February 14, 2025
Features | Herald-News


Features

Recovering from the coronovirus? Here's what to expect

“Covid brain” or a decline in cognitive function is one symptoms health care workers are noticing in those recovering from the coronavirus.

And it eventually goes away, according to Dr. John Walsh, a pulmonologist with Midwest Respiratory and medical director of AMITA Health Saint Joseph Medical Center

Moreover, if a person recovers from COVID-19, the person’s organs tend to recover, too, Walsh said.

In fact, 80 percent of the people who recover from ARDS (acute respiratory distress syndrome) have full lung function after a year, Walsh said. The severe form of the SARS-CoV-2 virus often causes an atypical ARDS, he said.

Overall, COVID-19 recovery follows the same pattern as the virus that causes it: it's unpredictable.

Dr. Kristopher M. McDonough, a pulmonologist with Midwest Respiratory, said no one can predict exact recovery times because the virus is still so new. A comprehensive understanding may take several years, he added.

“The surprise we run into are these people who look terrible on ventilators and are getting as much supportive therapy as we can give recover dramatically over the course of a few days,” McDonough said. “In many cases, they go home without requiring oxygen.”

He said one patient on ventilator for nine days and  went home without any supplemental oxygen, “which is nuts,” he said.
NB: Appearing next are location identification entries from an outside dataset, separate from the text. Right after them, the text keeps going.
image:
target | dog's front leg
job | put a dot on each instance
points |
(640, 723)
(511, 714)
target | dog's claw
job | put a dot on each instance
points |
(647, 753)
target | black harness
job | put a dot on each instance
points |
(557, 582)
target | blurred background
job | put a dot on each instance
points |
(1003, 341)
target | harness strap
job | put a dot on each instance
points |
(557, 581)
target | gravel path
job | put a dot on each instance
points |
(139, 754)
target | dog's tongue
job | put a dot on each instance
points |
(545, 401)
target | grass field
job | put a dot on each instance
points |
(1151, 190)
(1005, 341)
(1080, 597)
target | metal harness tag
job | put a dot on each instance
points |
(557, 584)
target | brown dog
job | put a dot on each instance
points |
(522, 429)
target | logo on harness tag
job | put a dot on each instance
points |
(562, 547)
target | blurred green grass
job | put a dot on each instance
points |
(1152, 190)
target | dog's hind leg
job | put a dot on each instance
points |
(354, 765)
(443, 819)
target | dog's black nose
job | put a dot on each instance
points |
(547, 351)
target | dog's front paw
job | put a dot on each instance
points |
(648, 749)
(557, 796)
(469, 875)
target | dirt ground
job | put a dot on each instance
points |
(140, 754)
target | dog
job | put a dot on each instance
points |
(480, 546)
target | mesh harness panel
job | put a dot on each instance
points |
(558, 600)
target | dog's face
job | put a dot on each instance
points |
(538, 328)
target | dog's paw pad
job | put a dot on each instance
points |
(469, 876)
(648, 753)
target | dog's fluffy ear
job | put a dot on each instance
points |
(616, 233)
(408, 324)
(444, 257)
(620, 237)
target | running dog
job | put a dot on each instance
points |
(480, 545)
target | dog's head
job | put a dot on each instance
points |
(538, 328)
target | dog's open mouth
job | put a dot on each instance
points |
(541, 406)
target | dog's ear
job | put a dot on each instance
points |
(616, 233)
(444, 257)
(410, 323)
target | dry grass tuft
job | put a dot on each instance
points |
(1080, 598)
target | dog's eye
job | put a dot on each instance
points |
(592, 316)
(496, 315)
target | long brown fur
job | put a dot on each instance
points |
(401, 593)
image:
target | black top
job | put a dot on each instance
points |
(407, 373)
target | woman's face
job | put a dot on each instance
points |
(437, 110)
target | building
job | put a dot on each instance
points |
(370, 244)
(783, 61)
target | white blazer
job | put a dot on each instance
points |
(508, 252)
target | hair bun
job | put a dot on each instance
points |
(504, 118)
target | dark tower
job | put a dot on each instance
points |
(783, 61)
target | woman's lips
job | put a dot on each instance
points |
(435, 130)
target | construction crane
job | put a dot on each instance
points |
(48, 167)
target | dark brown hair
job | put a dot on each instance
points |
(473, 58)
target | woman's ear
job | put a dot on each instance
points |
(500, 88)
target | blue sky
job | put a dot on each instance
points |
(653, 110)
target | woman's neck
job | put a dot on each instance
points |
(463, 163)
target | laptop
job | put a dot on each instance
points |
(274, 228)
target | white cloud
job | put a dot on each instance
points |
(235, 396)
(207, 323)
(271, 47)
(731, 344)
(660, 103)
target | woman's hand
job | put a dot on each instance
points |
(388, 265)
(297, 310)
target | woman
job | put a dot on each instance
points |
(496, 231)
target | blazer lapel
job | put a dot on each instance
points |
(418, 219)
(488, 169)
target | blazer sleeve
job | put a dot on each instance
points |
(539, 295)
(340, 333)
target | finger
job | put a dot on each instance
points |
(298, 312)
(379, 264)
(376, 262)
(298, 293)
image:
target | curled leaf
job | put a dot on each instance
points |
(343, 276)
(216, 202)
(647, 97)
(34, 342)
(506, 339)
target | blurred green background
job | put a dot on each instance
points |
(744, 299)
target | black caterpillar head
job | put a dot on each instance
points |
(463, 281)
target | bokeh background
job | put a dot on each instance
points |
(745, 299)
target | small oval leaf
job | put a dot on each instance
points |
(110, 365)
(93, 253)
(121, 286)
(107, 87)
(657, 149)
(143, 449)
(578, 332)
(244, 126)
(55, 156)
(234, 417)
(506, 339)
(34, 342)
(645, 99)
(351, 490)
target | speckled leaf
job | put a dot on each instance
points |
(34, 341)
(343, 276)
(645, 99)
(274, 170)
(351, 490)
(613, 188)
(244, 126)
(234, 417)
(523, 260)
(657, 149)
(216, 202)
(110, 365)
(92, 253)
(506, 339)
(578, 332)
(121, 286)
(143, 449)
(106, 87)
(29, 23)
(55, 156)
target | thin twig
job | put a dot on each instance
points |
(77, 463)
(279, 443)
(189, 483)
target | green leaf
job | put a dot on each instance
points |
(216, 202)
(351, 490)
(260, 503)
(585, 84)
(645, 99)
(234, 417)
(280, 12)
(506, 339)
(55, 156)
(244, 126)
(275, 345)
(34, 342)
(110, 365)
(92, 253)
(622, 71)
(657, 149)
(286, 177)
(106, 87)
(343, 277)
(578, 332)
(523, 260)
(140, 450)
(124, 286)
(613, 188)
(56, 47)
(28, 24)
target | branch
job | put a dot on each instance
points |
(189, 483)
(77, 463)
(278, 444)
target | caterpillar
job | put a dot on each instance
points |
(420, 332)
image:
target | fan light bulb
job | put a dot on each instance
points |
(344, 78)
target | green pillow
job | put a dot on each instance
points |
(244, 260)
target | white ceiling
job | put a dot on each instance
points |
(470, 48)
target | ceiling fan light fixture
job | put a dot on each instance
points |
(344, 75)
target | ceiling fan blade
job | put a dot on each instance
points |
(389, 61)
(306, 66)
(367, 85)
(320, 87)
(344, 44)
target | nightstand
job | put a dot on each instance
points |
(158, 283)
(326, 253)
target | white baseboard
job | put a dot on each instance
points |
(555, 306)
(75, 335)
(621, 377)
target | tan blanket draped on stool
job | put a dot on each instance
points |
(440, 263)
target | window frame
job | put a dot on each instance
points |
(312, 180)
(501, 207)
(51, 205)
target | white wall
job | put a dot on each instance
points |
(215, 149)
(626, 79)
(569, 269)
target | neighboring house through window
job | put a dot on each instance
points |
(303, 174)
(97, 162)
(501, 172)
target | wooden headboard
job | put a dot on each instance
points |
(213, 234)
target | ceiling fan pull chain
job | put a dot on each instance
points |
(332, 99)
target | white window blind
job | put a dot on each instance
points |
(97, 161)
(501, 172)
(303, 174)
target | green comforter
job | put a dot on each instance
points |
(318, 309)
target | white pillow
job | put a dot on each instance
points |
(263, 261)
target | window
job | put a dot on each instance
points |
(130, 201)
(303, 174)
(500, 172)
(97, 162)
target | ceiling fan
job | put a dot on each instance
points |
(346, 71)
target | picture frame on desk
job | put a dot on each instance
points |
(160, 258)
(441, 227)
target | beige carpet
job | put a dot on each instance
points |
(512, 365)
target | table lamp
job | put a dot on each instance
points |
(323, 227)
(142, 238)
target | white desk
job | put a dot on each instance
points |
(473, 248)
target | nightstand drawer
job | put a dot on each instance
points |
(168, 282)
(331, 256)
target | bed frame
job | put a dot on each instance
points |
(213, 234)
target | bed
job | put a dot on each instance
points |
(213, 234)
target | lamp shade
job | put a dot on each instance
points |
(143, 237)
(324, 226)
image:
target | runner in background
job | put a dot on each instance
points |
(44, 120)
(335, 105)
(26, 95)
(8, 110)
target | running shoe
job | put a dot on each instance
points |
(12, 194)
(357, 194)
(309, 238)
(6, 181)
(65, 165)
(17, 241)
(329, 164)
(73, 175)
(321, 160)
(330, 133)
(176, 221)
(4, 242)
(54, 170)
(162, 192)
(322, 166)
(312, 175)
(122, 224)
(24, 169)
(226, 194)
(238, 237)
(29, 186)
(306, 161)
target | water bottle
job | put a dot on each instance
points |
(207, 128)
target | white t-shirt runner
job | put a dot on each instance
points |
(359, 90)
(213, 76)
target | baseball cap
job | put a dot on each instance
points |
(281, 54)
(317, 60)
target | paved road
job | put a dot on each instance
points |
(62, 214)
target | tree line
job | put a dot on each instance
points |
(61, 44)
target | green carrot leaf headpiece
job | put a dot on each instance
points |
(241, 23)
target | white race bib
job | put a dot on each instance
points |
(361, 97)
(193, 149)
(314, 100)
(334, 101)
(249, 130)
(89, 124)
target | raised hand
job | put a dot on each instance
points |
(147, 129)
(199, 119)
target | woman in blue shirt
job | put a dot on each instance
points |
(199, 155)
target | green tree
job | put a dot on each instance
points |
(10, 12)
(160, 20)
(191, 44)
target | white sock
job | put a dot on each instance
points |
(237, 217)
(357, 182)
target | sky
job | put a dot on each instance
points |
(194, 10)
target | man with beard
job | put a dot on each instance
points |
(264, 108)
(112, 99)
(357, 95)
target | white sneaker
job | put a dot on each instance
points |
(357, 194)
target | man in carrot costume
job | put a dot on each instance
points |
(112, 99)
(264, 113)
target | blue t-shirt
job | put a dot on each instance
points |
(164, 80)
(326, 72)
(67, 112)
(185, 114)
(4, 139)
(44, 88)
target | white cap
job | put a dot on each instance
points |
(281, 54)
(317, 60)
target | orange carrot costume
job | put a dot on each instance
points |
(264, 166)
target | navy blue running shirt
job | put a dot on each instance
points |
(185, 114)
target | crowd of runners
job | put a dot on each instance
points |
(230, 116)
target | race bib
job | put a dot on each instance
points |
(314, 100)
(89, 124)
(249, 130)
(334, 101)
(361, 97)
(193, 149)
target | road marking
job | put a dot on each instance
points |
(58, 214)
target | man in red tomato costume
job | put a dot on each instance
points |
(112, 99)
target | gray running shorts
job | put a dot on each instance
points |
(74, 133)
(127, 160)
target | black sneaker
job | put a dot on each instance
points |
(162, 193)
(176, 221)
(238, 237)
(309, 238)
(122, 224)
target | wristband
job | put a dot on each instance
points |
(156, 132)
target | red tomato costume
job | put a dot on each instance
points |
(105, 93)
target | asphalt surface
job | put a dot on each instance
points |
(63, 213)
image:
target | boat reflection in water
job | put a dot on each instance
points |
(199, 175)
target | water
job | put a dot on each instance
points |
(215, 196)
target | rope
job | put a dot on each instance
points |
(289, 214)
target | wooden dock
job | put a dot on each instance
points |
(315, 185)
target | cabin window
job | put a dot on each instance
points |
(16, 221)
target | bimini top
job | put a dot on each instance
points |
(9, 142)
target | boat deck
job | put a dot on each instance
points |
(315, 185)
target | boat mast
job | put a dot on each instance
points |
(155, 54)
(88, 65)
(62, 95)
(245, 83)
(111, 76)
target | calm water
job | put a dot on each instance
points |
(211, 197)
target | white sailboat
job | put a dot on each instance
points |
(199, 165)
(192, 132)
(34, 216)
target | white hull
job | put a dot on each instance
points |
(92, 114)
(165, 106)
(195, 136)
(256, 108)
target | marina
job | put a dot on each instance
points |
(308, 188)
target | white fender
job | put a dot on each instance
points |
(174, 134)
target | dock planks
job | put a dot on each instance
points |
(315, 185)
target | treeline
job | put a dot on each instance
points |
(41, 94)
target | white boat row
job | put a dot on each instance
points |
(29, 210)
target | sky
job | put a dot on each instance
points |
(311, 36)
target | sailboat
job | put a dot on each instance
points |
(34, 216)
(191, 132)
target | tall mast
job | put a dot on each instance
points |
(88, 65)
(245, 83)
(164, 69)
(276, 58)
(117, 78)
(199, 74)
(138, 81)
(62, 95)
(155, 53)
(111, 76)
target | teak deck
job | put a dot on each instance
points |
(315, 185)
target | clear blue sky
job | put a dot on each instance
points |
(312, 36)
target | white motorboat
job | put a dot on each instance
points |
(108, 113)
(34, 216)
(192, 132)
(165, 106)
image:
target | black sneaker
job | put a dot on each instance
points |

“But then we have other people who don’t ever progress to needing a breathing machine, but they need oxygen for weeks after they leave the hospital,” McDonough said.

McDonough said a man he discharged last month who never needed more than six liters of oxygen when he was in the intensive care unit went home on five liters of oxygen.

Generally, patients who had the most severe forms of COVID-19 – patients who wound up with acute respiratory distress syndrome (ARDS) – will experience lingering respiratory difficulties, such as persistent cough and shortness of breath, McDonough said.

In fact, those symptoms, as well as abnormal chest X-rays, may continues for up to 6 months to a year, McDonough added

Mechanical ventilators are lifesaving and not without risk

Although it unquestionable saves lives, mechanical ventilation comes with risks of its own, McDonough said.

Some of those risk include pneumothorax (collapsed lung), worsening injury to the lungs and blood clots, he added.

“That said, when people need a ventilator, they absolutely need a ventilator in order to give them time to get better,” McDonough said.

When possible, health care workers opt for a less invasive means of providing oxygen and breathing support. They can deliver a very high level of oxygen through a nose cannula.

Or they can use a BiPAP, which pushes high amounts of oxygen in and out the respiratory system with high pressures after doctors seal the patient’s mouth and nose with a mask.

Proning – placing patients on their stomachs for part of the day to take pressure off the lungs for up to 16 hours a way – helps breathing, too.

Treatments

In the meantime, McDonough  wants people to know that, nationally and internationally, health care workers “are making headway with this disease.”

“We’re not fixing everybody; we’re not curing everybody,” McDonough said. “But we are doing a great job of taking care of people. We’ve shown we can lessen the severity of this disease and modify its course.”

Typically, the more severe the disease and the longer a person was sick, the longer the recovery time, McDonough said.

In general, if a person was hospitalized four days, plan for a month to recover. A 25-day hospital stay requires a six-month recovery.

“If you’ve had problems with blood clotting and tissue damage due to a hyperinflammatory state, those things are going to take a while to heal,” McDonough said.

Although the  U.S. Food & Drug Administration revoked its emergency use authorization for both hydroxychloroquine and chloroquine, another antimalarial drug on June 15, a common steroid may reduce deaths in patients with COVID-19.

The study showed that patients on ventilators who received dexamethasone had a 33% reduction in mortality and those on oxygen has a 20 percent reduction in mortality. Patients on oxygen had no reduction.

In addition to supportive care, McDonough said patients who received the intravenous antiviral remdesivir had “dramatic improvement in their status,” which has been “very, very rewarding to see,” he said.

In addition, patients at AMITA Health Saint Joseph Medical Center in Joliet and Silver Cross Hospital in New Lenox have received convalescent plasma treatments.

Patients with cytokine storm (a major overreaction of the immune system) may also receive an immunosuppressant called Actemra, McDonough said.

Some patients also receive blood thinners since some people develop “very tine blood clots throughout the body,” which is a very uncommon complication of infectious disease, McDonough said.

This can disrupt oxygen getting into body tissues because “their blood vessels are closed in small ways everywhere,” McDonough added.

"Patients are presenting with strokes after getting blood clots in the vessels that supply blood to the brain," McDonough said. "Or heart attacks due to clots in the vessels that supplies blood to the heart muscles."

McDonough said this progress isn’t as good as it will be six months or even a year from now. But many “smart people” all over the world are working hard to understand and find treatments for the virus and it’s paying off.

“It’s really reassuring,” McDonough said. “It’s one of the things that keeps us going.”